I miss california wine.

It's Fashion Week in New York, and the air is starting to chill. I'm excited to watch the seasons change, and at this current moment, I'm vowing to myself to blog more often. But I know myself well enough to be fairly certain my blogging patterns will remain rather consistent. I'm good for awhile, then shitty, then I totally forget... then I get all excited about it and the circle continues. Right now I'd really like to see the leaves turn in Central Park. If not before then, I know I'll have to blog about that. I'm so excited to watch the weather change. I'm excited about hats and scarves and gloves.

Today was a thoughtful day, sometimes I retreat into myself to find my way. Today was one of those days. "Some days when I'm far away in a lonely room in a cold seclusion" ...... It's interesting to me that I think in music.

Let me explain that.

Almost every significant person or event in my life corresponds to a song. Listening to lyrics will often bring an emotion or a memory to the surface in the same way a familiar smell can do. It's full and fast, and in one quick moment, I'm back in old shoes. Lyrics sometimes explain to me a thought I couldn't fully articulate to myself or to someone else, if they'll listen. I have used lyrics and songs and mix cds to communicate my whole life. Recently, as I get older, I have noticed that I'm not the only person who does that, and I get along best with others who have the same kind of relationship with music. And, the part about that which strikes me as most odd, is that some of those people don't know that's who they are. Some people can be taught to communicate in music, or the comprehend it but they don't speak it. This is all just my late night reflective observation, mind you, so it's likely to be corrupted by fatigue.
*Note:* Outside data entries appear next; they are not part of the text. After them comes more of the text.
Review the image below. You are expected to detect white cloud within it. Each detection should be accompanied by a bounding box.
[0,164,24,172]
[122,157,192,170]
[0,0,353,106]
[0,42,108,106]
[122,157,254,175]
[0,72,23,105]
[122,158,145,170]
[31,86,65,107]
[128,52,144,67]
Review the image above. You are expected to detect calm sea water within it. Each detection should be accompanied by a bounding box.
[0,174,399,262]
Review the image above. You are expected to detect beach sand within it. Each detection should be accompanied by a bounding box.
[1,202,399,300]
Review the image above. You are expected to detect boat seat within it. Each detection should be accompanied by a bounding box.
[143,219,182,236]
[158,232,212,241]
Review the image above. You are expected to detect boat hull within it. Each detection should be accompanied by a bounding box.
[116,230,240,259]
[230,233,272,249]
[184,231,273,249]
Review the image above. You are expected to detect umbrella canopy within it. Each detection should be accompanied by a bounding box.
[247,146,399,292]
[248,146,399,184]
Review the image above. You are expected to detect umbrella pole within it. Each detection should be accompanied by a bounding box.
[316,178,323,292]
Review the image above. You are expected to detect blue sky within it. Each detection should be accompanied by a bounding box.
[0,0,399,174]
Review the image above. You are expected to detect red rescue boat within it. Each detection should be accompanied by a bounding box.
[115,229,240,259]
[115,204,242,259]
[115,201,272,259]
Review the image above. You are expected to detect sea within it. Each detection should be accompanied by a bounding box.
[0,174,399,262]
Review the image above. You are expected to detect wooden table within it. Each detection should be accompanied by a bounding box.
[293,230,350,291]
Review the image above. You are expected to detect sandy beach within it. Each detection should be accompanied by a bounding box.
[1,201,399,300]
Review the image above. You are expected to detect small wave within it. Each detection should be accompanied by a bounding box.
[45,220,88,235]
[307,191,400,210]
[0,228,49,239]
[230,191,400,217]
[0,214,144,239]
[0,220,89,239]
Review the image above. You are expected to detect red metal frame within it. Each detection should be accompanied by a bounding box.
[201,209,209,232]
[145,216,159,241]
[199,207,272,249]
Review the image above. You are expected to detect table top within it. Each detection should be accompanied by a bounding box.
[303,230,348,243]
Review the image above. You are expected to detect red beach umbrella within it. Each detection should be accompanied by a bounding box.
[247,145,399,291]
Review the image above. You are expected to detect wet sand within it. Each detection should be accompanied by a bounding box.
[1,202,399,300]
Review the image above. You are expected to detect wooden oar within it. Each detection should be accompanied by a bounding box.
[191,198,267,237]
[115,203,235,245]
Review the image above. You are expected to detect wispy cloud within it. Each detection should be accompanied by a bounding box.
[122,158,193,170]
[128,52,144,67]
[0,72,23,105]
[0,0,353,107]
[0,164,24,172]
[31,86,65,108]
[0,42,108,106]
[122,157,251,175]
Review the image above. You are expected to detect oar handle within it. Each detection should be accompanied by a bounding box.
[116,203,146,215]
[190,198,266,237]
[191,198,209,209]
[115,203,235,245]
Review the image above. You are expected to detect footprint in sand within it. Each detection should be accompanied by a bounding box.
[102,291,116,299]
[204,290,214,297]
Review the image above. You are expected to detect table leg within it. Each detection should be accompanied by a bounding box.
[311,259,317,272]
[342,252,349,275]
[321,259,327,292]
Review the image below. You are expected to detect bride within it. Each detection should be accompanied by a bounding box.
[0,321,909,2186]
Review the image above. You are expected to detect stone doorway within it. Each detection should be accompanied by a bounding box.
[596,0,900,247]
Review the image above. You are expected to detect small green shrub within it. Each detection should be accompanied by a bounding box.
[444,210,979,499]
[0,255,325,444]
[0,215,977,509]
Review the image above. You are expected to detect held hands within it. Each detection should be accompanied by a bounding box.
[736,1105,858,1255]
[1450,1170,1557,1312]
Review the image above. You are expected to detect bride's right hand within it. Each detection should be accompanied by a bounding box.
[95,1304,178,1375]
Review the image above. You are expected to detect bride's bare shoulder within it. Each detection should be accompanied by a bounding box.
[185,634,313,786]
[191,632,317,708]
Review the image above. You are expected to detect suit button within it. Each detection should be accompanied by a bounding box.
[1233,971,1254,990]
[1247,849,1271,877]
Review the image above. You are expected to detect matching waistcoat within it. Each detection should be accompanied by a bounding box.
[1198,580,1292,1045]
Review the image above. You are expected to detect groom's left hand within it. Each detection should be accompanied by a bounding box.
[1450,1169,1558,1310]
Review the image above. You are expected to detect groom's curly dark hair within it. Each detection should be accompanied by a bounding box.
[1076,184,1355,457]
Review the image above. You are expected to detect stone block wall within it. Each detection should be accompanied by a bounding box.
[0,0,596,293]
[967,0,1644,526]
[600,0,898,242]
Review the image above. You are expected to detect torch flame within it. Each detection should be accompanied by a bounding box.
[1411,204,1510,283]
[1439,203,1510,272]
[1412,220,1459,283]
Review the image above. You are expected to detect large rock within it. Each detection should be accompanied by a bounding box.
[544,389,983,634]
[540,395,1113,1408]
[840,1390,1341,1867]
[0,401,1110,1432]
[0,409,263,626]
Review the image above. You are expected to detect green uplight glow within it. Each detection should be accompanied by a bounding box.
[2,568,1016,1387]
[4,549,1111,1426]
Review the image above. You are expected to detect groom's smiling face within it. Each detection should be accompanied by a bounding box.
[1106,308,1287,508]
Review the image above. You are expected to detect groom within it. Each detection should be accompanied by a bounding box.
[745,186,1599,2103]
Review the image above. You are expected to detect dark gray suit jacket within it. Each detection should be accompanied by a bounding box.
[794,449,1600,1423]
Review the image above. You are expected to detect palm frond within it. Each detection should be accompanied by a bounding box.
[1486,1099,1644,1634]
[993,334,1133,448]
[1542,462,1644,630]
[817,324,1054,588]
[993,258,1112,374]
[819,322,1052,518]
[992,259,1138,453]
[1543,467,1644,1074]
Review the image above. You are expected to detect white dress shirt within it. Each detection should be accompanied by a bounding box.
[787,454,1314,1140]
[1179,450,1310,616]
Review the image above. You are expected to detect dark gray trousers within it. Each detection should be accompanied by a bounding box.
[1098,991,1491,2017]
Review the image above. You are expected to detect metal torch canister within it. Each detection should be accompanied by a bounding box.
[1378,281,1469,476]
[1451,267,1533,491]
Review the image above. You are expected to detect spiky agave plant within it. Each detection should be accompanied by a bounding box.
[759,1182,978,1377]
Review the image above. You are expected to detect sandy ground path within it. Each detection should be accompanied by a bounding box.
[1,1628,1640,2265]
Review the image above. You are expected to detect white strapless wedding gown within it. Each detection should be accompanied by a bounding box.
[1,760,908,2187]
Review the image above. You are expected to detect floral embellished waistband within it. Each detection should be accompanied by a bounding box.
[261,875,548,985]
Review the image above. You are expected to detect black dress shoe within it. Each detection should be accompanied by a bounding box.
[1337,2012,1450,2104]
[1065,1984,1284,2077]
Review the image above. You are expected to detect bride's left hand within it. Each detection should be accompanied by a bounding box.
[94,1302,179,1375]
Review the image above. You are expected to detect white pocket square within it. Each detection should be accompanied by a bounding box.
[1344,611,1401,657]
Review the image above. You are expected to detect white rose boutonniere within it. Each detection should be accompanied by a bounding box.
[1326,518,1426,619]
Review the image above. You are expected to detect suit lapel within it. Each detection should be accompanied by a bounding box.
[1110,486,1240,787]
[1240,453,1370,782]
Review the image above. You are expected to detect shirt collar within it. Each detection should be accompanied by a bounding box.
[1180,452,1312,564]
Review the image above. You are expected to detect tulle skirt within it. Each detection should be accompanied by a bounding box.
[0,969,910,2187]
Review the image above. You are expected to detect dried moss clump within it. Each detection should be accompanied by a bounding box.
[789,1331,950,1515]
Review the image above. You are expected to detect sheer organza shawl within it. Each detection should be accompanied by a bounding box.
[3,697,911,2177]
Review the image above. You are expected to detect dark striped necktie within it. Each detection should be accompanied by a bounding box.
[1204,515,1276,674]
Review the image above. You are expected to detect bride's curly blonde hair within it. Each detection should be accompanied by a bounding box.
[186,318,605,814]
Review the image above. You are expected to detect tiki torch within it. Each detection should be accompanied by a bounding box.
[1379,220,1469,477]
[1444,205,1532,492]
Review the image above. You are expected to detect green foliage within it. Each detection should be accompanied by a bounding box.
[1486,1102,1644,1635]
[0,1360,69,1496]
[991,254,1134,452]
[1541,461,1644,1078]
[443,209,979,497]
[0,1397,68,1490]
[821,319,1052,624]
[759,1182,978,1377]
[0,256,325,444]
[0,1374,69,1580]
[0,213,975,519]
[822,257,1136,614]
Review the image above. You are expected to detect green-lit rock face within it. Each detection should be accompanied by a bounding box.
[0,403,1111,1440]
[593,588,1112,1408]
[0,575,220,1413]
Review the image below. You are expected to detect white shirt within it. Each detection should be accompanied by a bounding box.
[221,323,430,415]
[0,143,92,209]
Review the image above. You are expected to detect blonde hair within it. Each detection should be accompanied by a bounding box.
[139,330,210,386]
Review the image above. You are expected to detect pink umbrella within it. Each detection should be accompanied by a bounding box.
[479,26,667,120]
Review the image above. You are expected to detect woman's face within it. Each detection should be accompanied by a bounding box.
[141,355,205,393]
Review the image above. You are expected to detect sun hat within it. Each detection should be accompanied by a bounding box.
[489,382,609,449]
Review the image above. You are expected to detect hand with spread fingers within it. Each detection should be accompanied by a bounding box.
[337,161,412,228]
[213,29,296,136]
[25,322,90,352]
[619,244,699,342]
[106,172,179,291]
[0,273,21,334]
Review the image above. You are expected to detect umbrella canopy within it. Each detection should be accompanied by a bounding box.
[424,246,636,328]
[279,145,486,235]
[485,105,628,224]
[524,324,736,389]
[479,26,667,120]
I'm going to be a person who can let go. I'm so close. I can taste it. Fully aware that the fact that my inability to move on from love, anger, heartbreak, etc, is my greatest weakness -- I have made it a mission to destroy it. I'm doing a damn good job. Really, when you think about it, most things that ruffle your feathers aren't worth holding on to. A good ruffle or a bad, 9 out of 10... not really worth it in the long run. Only hold on to the events that shake you, change you... the big deals. It's also totally ok to laugh at yourself, with others at yourself, and at others who can't laugh at themselves. Those things are all funny.

3:13 am -- a totally indecent hour, but totally worth getting some thought on paper.

Billy Joel is a genius, by the way. And check out "This is the Life" - Amy MacDonald.... she's amazing too.

nite
L



ps.

Some people stay far away from the door if there's a chance of it opening up
They hear a voice in the hall outside and hope that it just passes by
Some people live with the fear of a touch and the anger of having been a fool
They will not listen to anyone so nobody tells them a lie.

I know you're only protecting yourself
I know you're thinking of somebody else
Someone who hurt you... but I'm not above
Making up for the love,
you've been denying you could ever feel
I'm not a above doing anything to restore your faith if I can

Some people see through the eyes of the old before they ever get a look at the young...
I'm only willing to hear you cry because I am an innocent man.

Again, Billy Joel, ladies and gents... a genius. I'm just saying.